O problema ambiental mais recente da ilha de Madagascar é uma forte seca que está sendo provocada por mudanças ambientais no Oceano Índico. De todos os grandes oceanos do planeta, o Índico é o que, proporcionalmente, mais sofre com o aquecimento global e com as interferências das mudanças climáticas na Antártida. O derretimento de grandes massas de gelo no Polo Sul tem provocado alterações nas correntes marinhas do Oceano Índico que, combinadas com o aumento da temperatura das águas, tem reflexos diretos na formação e no deslocamento das massas de umidade que atingem a África e a Ásia – algumas áreas estão sofrendo com chuvas abaixo da média e outras com volumes muito acima da média histórica.
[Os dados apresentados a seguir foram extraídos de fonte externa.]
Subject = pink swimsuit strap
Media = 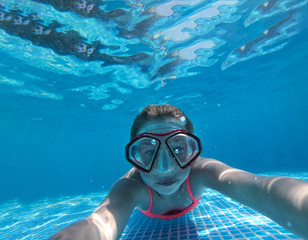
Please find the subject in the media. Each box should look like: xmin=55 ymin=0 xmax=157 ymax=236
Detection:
xmin=138 ymin=177 xmax=201 ymax=219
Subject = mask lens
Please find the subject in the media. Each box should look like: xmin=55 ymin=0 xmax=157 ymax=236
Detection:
xmin=128 ymin=137 xmax=159 ymax=170
xmin=167 ymin=133 xmax=200 ymax=167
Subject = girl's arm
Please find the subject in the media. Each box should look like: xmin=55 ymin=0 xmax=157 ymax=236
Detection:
xmin=49 ymin=178 xmax=138 ymax=240
xmin=198 ymin=159 xmax=308 ymax=239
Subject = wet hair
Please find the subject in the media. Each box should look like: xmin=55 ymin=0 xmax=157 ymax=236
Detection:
xmin=130 ymin=104 xmax=194 ymax=139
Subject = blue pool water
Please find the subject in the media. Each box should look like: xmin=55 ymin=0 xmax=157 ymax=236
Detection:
xmin=0 ymin=0 xmax=308 ymax=239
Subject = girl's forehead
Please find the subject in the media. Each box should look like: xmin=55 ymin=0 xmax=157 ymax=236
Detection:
xmin=137 ymin=120 xmax=185 ymax=134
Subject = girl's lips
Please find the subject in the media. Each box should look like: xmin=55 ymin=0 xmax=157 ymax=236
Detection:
xmin=157 ymin=179 xmax=178 ymax=186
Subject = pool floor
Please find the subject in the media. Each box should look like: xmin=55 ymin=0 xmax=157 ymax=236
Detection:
xmin=0 ymin=173 xmax=308 ymax=240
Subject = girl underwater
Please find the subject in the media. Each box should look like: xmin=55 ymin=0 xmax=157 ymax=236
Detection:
xmin=50 ymin=104 xmax=308 ymax=240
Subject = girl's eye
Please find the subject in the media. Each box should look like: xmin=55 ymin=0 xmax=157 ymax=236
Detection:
xmin=173 ymin=147 xmax=183 ymax=154
xmin=145 ymin=150 xmax=154 ymax=157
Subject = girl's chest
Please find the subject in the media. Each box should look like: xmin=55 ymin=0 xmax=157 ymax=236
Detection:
xmin=151 ymin=186 xmax=193 ymax=214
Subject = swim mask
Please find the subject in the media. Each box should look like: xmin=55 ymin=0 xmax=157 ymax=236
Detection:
xmin=125 ymin=129 xmax=202 ymax=172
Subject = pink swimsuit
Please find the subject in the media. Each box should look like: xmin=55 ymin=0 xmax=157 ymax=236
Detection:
xmin=138 ymin=177 xmax=201 ymax=219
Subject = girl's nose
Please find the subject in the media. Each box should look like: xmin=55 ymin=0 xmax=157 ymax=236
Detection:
xmin=155 ymin=148 xmax=176 ymax=173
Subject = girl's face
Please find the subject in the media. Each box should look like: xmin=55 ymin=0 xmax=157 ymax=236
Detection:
xmin=138 ymin=119 xmax=191 ymax=195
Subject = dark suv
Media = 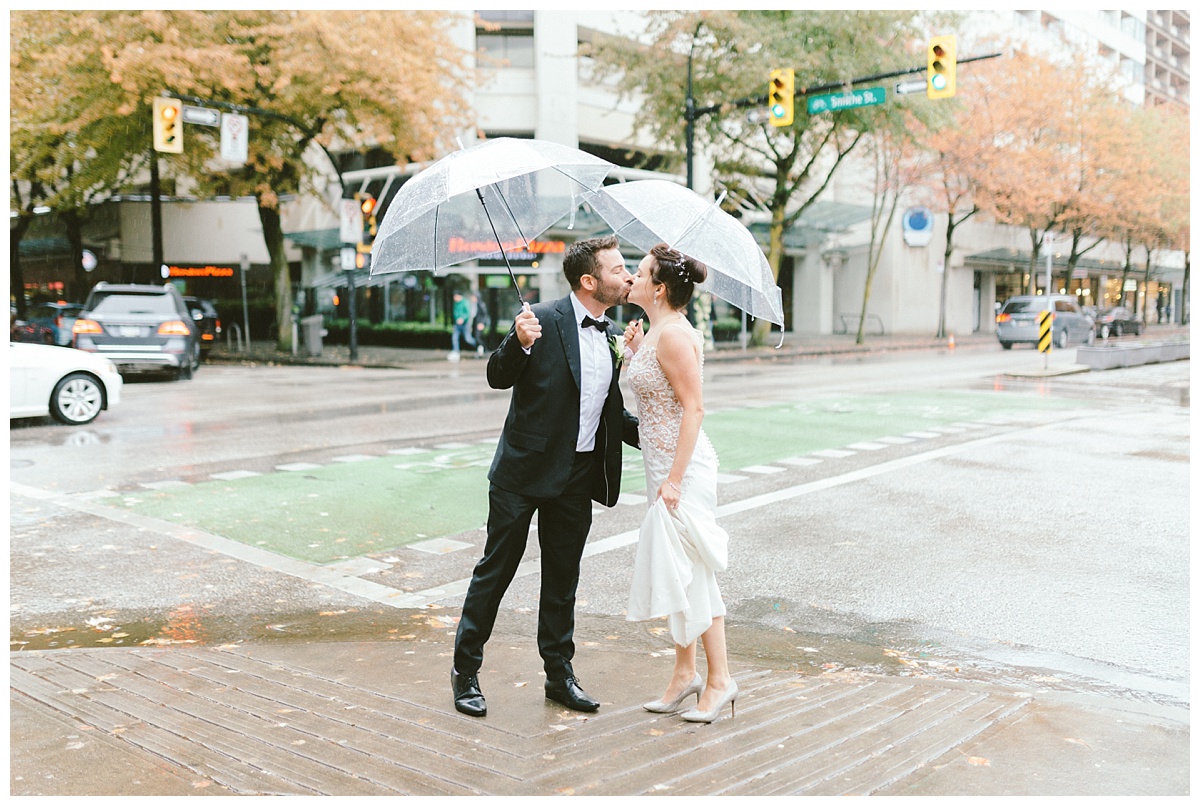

As medições sistemáticas da temperatura das águas do Oceano Índico começaram em 1880. Nos últimos anos, estas medições têm encontrado aumentos sucessivos nas temperaturas das águas: em 2010, foi observado um aumento de 0,70° C em relação à média histórica; em 2011, a temperatura média caiu um pouco e mostrou um aumento de 0,58° C; em 2012, o aumento foi de 0,62° C e em 2013, o aumento foi de 0,67° C. Nos anos seguintes, foram registrados recordes sucessivos de aumento da temperatura: 0,74° C em 2014, 0,90° C em 2015 e 0,94° C em 2016.
O conjunto de problemas que tem se abatido sobre o Oceano Índico se reflete diretamente em Madagascar – todo o Sul da ilha vem enfrentando um seca sem precedentes e está ameaçando a sobrevivência de mais de 400 mil pessoas. Vamos falar mais sobre isso em nossa próxima postagem.